The MWIA Congress is held every 3 years. More than 650 women doctors from over 50 countries attended this year with large delegations representing Nigeria (over 100), the Philippines, and South Korea. This Congress’s theme was “Globalisation in Medicine—Challenges and Opportunities.”
I gave a presentation, “Saving Newborn Lives: Evidence from Low-resource Settings” and called on MWIA leadership to endorse the reduction of newborn mortality as a key program priority for this triennium. Specifically, women physicians were asked to sanction Kangaroo Mother Care, KMC, as an important evidence-based intervention to improve the survival of low birth weight and premature newborns. Incoming President, Dr. Afua A. J. Hesse, from Ghana, brought this petition forward to the 14-member MWIA Executive Committee, and it was approved.

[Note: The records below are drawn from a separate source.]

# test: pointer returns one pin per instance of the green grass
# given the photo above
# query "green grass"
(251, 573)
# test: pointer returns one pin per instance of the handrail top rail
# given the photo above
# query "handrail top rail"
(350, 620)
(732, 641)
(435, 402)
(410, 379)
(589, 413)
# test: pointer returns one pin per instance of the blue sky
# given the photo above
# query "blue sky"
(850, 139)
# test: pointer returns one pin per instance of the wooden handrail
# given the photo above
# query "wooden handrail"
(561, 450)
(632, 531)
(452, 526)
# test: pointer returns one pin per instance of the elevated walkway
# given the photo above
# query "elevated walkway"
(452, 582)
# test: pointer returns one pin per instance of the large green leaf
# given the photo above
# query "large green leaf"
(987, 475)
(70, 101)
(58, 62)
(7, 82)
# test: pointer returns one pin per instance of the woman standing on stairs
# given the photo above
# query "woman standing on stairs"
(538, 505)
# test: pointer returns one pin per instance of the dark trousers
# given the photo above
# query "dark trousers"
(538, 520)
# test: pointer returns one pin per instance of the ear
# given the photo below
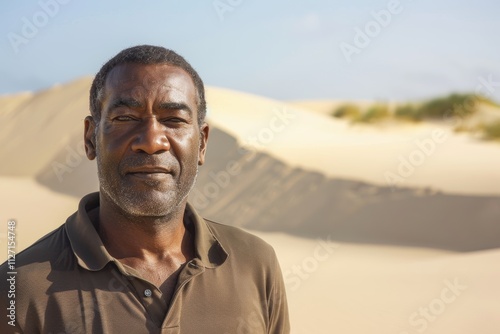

Over the next 3 years, MWIA will seek funding and opportunities to educate its members on KMC and train them to be advocates within their respective countries. Many MWIA physicians are MoH leaders or closely connected with top-level health and development stakeholders. It is hoped that this combination of physician commitment and access to power-brokers and policy-makers will accelerate uptake of this life-saving, low-cost intervention.
So, can active involvement of women doctors around the world hasten the realization of MDG 4 by improving newborn survival? Well, MWIA’s motto is “Matris Animo Curant” (They heal with the spirit of a mother). Mobilizing this maternal spirit across the globe can only be seen as a strategic step.